Total cost of cultivation was higher in maize-based intercropping system but the returns were considerably lower compared with wheat (Table 11). Higher cost in maize-based intercropping than sole maize was due to additional expenditure on legume seed, sowing and harvesting/threshing. Wheat gave much higher yields (>4 t ha−1) compared with maize (<3.0 t ha−1), leading to higher returns. In fact, the net returns with maize-based intercropping system were only about one-fourth compared with wheat. The highest net returns were obtained with maize + greengram, followed by maize + cowpea. The differences in net returns of wheat after different maize-based intercropping systems were not large but the beneficial effect of legumes was discernible. The overall net returns of the system were maximum in case of maize + greengram − wheat, followed closely by maize + cowpea − wheat. The net returns per Re invested were <0.5 in all maize-based intercropping systems but >2.0 in case of wheat grown after different legumes.

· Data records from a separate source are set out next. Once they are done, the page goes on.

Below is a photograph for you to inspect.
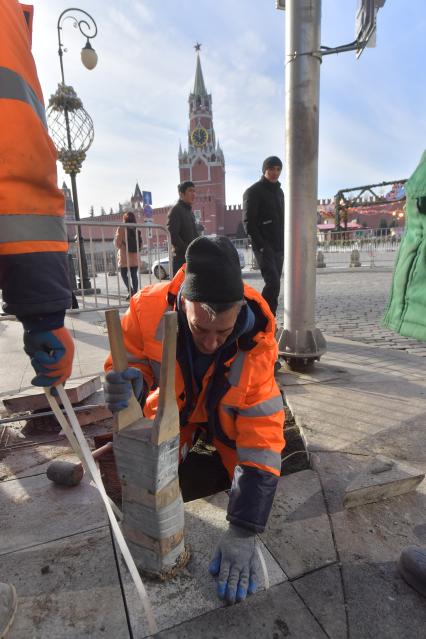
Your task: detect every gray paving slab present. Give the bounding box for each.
[276,361,347,386]
[0,473,107,554]
[283,337,426,457]
[260,469,337,579]
[155,581,328,639]
[1,375,101,413]
[310,451,426,639]
[0,421,112,481]
[122,491,287,638]
[3,528,129,639]
[0,441,74,481]
[1,457,338,638]
[279,335,426,638]
[291,564,347,639]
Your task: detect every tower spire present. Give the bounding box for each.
[180,45,225,235]
[193,44,207,96]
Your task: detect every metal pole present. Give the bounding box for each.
[69,174,91,290]
[278,0,326,368]
[56,8,97,292]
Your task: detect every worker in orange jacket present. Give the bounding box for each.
[0,0,74,387]
[0,4,74,631]
[104,235,285,604]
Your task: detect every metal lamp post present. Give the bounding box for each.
[278,0,326,369]
[46,8,98,291]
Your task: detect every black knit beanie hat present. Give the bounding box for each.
[182,236,244,303]
[262,156,283,173]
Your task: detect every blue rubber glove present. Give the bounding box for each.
[104,368,144,411]
[208,524,260,604]
[23,327,74,387]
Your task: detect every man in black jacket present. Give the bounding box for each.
[167,181,199,276]
[243,156,284,316]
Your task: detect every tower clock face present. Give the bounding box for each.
[191,126,208,147]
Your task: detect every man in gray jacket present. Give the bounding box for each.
[243,157,284,316]
[167,181,199,276]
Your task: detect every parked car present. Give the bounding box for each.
[151,248,246,280]
[151,257,170,280]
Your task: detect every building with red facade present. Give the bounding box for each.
[177,49,226,235]
[67,48,405,243]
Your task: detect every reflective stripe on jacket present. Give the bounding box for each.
[0,1,71,317]
[105,268,285,532]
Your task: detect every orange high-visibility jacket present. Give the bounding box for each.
[0,1,71,318]
[105,269,285,533]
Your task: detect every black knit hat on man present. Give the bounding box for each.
[182,236,244,304]
[262,156,283,174]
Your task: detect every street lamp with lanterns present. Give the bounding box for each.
[46,8,98,291]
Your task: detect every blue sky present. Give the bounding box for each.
[30,1,426,215]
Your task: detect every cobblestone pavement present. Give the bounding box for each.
[4,256,425,358]
[314,269,426,355]
[247,265,426,358]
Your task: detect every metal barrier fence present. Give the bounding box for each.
[231,229,403,271]
[317,228,402,251]
[316,227,403,269]
[66,220,172,313]
[0,225,403,320]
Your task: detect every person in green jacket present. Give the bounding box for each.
[383,150,426,597]
[383,150,426,340]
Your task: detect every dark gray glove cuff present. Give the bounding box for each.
[227,465,278,533]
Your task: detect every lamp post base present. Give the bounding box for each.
[278,327,327,371]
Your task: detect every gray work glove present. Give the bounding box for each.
[104,368,143,411]
[208,524,260,604]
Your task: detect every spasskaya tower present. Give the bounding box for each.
[179,44,226,235]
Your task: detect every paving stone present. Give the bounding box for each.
[0,473,107,554]
[342,559,426,639]
[122,490,287,637]
[155,581,328,639]
[260,470,337,579]
[2,528,129,639]
[288,450,426,639]
[1,376,102,413]
[344,460,425,508]
[0,420,113,481]
[277,362,347,387]
[292,564,347,639]
[0,441,73,481]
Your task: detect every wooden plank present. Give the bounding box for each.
[151,312,180,446]
[105,309,144,431]
[123,524,184,556]
[123,479,181,509]
[2,376,102,414]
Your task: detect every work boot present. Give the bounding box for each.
[398,546,426,597]
[0,583,17,638]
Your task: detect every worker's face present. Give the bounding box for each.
[182,299,240,355]
[264,166,282,183]
[180,187,196,206]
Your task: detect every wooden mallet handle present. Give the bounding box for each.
[105,309,129,373]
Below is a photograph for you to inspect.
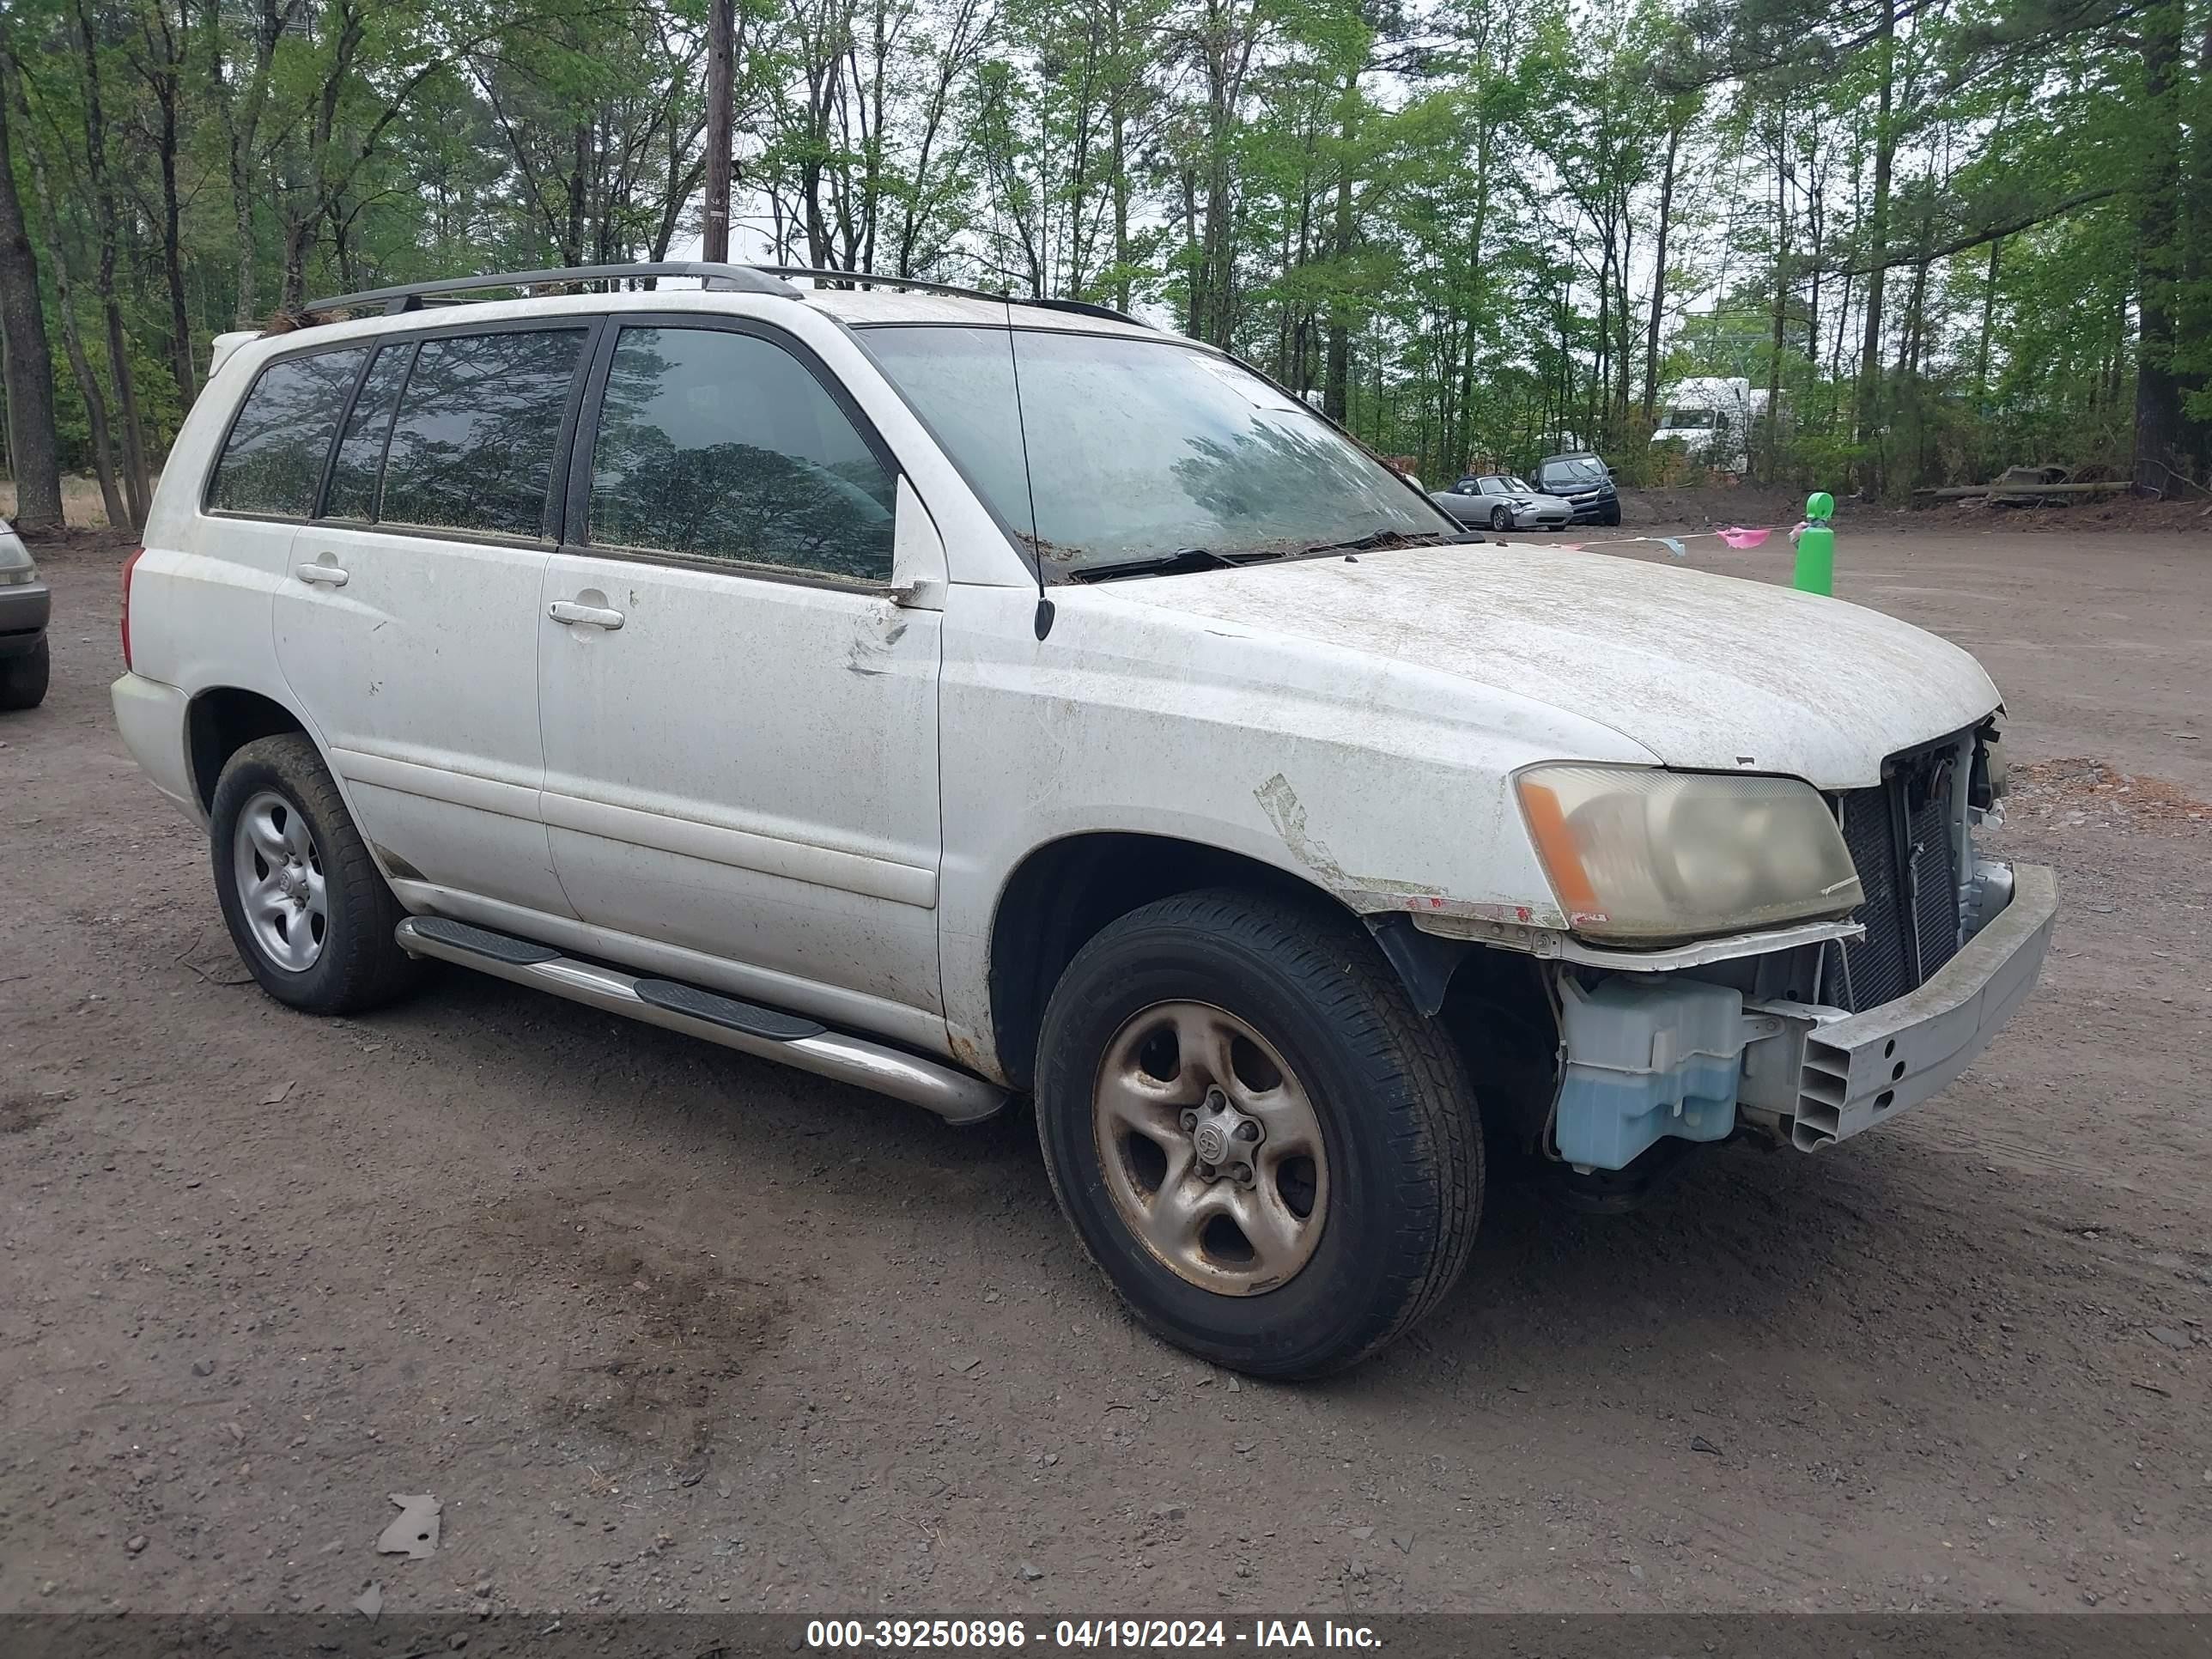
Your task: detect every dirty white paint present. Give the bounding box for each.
[1106,546,2000,790]
[280,525,574,920]
[114,281,2010,1091]
[534,548,946,1015]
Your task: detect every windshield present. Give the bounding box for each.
[860,325,1450,574]
[1540,456,1609,485]
[1504,476,1536,493]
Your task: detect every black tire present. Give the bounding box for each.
[210,732,423,1014]
[0,638,49,710]
[1035,889,1482,1378]
[1489,505,1511,532]
[1601,503,1621,527]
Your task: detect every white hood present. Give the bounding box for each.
[1113,544,1999,789]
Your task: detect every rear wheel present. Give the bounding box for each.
[210,733,423,1014]
[1035,890,1482,1378]
[0,638,49,710]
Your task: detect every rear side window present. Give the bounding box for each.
[378,330,585,538]
[208,348,366,517]
[322,343,413,523]
[586,325,895,582]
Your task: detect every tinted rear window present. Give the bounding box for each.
[322,343,413,523]
[208,349,366,517]
[377,331,585,538]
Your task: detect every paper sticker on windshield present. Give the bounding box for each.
[1188,353,1304,412]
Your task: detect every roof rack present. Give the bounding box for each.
[303,261,801,316]
[302,259,1156,331]
[753,267,1153,330]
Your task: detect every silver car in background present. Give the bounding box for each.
[1430,474,1574,532]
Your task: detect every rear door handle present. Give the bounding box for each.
[295,560,349,586]
[548,600,625,630]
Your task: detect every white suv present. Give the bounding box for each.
[112,262,2057,1377]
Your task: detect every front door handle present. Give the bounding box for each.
[548,599,625,630]
[295,559,349,586]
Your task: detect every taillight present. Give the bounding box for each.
[120,547,146,671]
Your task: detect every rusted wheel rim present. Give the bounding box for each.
[1091,1000,1329,1294]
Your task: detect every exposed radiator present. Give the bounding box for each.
[1826,738,1966,1013]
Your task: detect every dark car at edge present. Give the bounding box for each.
[1533,451,1620,526]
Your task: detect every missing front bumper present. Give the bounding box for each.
[1753,861,2058,1150]
[1546,861,2057,1170]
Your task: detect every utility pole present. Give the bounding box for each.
[702,0,735,262]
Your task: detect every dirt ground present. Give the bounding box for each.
[2,521,2208,1620]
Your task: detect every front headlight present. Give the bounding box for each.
[0,564,37,586]
[1516,764,1863,944]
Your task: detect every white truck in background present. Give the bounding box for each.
[1651,377,1770,474]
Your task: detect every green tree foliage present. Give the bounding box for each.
[0,0,2195,520]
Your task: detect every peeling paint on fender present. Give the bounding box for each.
[1255,772,1446,906]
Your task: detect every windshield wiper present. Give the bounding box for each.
[1070,547,1250,583]
[1304,528,1479,555]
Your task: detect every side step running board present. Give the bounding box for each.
[395,916,1008,1125]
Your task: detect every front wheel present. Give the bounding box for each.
[1035,890,1482,1378]
[210,732,424,1014]
[1601,504,1621,527]
[0,638,49,710]
[1489,506,1512,532]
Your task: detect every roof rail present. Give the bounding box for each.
[299,259,1155,331]
[755,267,1153,330]
[303,261,801,316]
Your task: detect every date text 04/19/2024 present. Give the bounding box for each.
[804,1619,1383,1650]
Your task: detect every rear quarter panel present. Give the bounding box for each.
[131,345,298,712]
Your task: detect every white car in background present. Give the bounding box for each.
[109,261,2055,1379]
[1431,474,1575,532]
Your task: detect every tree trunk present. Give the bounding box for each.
[1180,167,1199,337]
[212,0,295,326]
[1591,248,1609,447]
[1110,88,1131,312]
[702,0,734,261]
[1322,78,1358,422]
[1766,137,1789,485]
[27,155,128,531]
[0,71,64,531]
[1322,166,1353,420]
[77,0,150,528]
[1641,121,1679,421]
[158,77,194,405]
[566,121,591,266]
[230,142,258,325]
[1853,0,1897,493]
[2131,0,2186,487]
[1975,237,2002,404]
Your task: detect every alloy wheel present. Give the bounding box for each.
[1091,1000,1330,1294]
[231,790,328,972]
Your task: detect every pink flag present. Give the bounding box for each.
[1716,526,1772,549]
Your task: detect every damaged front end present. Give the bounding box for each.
[1403,720,2058,1197]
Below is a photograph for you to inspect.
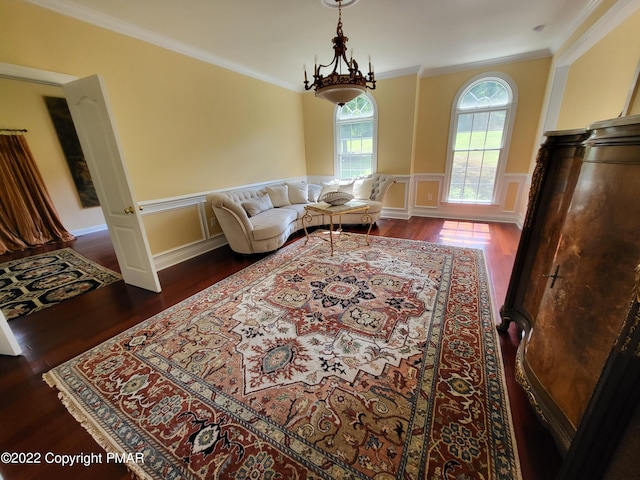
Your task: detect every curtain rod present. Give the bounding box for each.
[0,128,28,133]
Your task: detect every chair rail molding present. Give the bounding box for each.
[135,172,525,270]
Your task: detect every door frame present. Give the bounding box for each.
[0,62,160,290]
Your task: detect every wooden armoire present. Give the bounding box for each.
[500,114,640,479]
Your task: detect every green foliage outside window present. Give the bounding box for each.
[336,95,375,180]
[448,78,512,203]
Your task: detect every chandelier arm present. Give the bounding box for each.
[317,55,341,73]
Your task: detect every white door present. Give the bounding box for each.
[63,75,161,293]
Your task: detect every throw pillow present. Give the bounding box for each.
[319,181,354,199]
[353,177,374,199]
[319,184,339,199]
[266,185,291,207]
[320,191,354,205]
[307,184,323,202]
[286,182,309,204]
[337,181,355,195]
[242,195,274,217]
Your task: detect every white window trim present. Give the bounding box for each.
[442,72,518,205]
[333,92,379,180]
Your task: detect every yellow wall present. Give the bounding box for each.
[301,1,639,215]
[142,206,204,254]
[302,92,335,176]
[414,57,551,176]
[374,75,418,175]
[504,181,521,212]
[0,0,306,200]
[0,78,105,231]
[416,181,440,208]
[303,74,418,177]
[556,8,640,129]
[384,182,407,210]
[2,0,638,254]
[301,57,551,206]
[1,0,306,252]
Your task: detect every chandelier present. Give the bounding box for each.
[304,0,376,106]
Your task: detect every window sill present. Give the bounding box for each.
[440,201,501,207]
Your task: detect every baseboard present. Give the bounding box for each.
[380,207,410,220]
[409,206,522,224]
[71,224,108,237]
[153,234,229,271]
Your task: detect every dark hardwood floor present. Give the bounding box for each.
[0,217,562,479]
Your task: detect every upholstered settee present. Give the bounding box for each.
[208,174,396,254]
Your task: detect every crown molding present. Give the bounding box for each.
[24,0,300,92]
[375,66,421,80]
[555,0,640,66]
[419,50,552,78]
[25,0,416,90]
[550,0,602,54]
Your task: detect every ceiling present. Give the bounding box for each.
[28,0,600,91]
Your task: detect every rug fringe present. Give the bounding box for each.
[43,371,151,480]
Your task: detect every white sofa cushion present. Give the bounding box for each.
[307,184,322,202]
[320,181,354,198]
[353,177,374,200]
[249,208,297,241]
[285,182,309,204]
[338,181,355,195]
[241,195,273,217]
[266,185,291,207]
[319,184,338,199]
[208,174,395,254]
[280,204,308,219]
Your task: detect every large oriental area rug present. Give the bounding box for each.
[0,248,121,320]
[44,233,521,480]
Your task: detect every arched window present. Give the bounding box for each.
[334,93,377,180]
[445,74,517,203]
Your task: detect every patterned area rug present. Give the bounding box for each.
[0,248,121,320]
[44,233,521,479]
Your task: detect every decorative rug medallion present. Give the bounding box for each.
[0,248,121,319]
[44,233,521,479]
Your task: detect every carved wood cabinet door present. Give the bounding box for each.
[524,117,640,443]
[520,143,583,324]
[499,130,587,333]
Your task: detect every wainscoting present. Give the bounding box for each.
[101,173,529,271]
[409,173,529,224]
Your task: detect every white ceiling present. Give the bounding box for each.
[28,0,600,91]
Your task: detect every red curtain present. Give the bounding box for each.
[0,134,74,254]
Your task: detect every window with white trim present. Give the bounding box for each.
[445,75,516,204]
[334,93,377,180]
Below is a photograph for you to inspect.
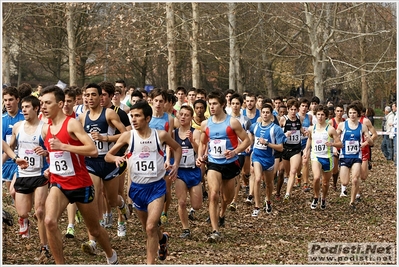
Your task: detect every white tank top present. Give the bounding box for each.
[17,120,47,177]
[127,129,166,184]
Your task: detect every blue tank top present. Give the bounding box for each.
[84,108,115,156]
[174,127,198,169]
[205,115,238,164]
[340,120,362,159]
[243,109,260,124]
[2,110,25,164]
[149,112,170,132]
[300,113,311,146]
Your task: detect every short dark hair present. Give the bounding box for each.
[41,85,65,103]
[310,96,320,105]
[176,86,187,95]
[131,90,144,99]
[347,102,361,116]
[208,90,226,106]
[193,99,207,110]
[85,83,102,96]
[2,86,19,99]
[230,93,243,106]
[115,79,126,88]
[98,81,115,97]
[180,105,194,117]
[21,95,41,111]
[150,88,167,100]
[261,104,273,113]
[313,104,329,117]
[18,83,33,99]
[286,99,299,109]
[64,88,76,100]
[131,100,152,119]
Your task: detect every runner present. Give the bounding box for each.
[105,100,182,264]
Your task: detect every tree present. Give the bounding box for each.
[166,3,177,90]
[191,2,200,88]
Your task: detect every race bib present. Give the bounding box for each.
[49,151,76,176]
[89,133,109,155]
[209,139,227,159]
[345,140,360,155]
[254,137,268,150]
[180,148,195,168]
[19,149,41,171]
[133,152,157,177]
[286,130,300,144]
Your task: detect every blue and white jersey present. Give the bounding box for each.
[149,112,170,132]
[250,122,286,160]
[205,115,238,164]
[340,120,362,159]
[84,108,115,156]
[16,120,48,177]
[2,110,24,164]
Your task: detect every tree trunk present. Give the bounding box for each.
[2,28,10,85]
[191,2,200,88]
[66,3,77,86]
[166,3,177,91]
[228,3,237,91]
[356,4,368,107]
[305,3,324,102]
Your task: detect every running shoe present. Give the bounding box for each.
[275,194,281,201]
[158,232,169,261]
[283,177,288,184]
[283,194,290,202]
[311,198,318,210]
[229,202,237,212]
[320,199,326,210]
[81,240,98,255]
[188,208,196,221]
[104,213,113,228]
[340,190,348,197]
[303,183,311,192]
[117,223,126,237]
[265,201,272,214]
[245,195,254,205]
[251,208,260,217]
[218,216,225,227]
[106,249,119,265]
[206,230,221,243]
[119,203,130,221]
[180,229,191,239]
[160,213,168,225]
[356,194,362,202]
[65,226,75,238]
[34,246,51,263]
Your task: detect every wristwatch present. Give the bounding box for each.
[12,155,19,163]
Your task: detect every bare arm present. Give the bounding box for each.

Table 11 Economic analysis of different cropping systems
Full size table

In experiment 2, growing sole legumes gave much lower returns than maize. Groundnut was the more remunerative crop, followed by greengram, while blackgram cultivation resulted in negative returns due to its very low yields (0.39 t ha−1). Poor returns from grain legumes due to their low productivity on account of non-suitability of varieties and non-remunerative prices have been the major factors, discouraging cultivation of pulses in India by the farmers. This has resulted in no increase in area and productivity of pulses in India during the last 3 decades (ICAR 2007). Wheat was a more remunerative crop because of reasonably good yields and remunerative prices. Accordingly, total net returns from the system were maximum in case of groundnut − wheat, followed by greengram − wheat. The net returns per Re invested were also higher with greengram and groundnut, and in wheat following these legumes, resulting in greater overall profitability of the system.

It was concluded that adoption of maize-based intercropping system with legumes such as greengram, cowpea and groundnut followed by wheat was beneficial for realizing higher productivity and profitability than sole maize or legume-based system. Nitrogen economy in wheat through incorporation of legume residues was 21 kg N ha−1 when grown in intercropping system and up to 49–56 kg N ha−1 in sole cropping. Such inclusion of legumes in cereal-based maize–wheat system may help in fertility restoration and sustained productivity in the long-run.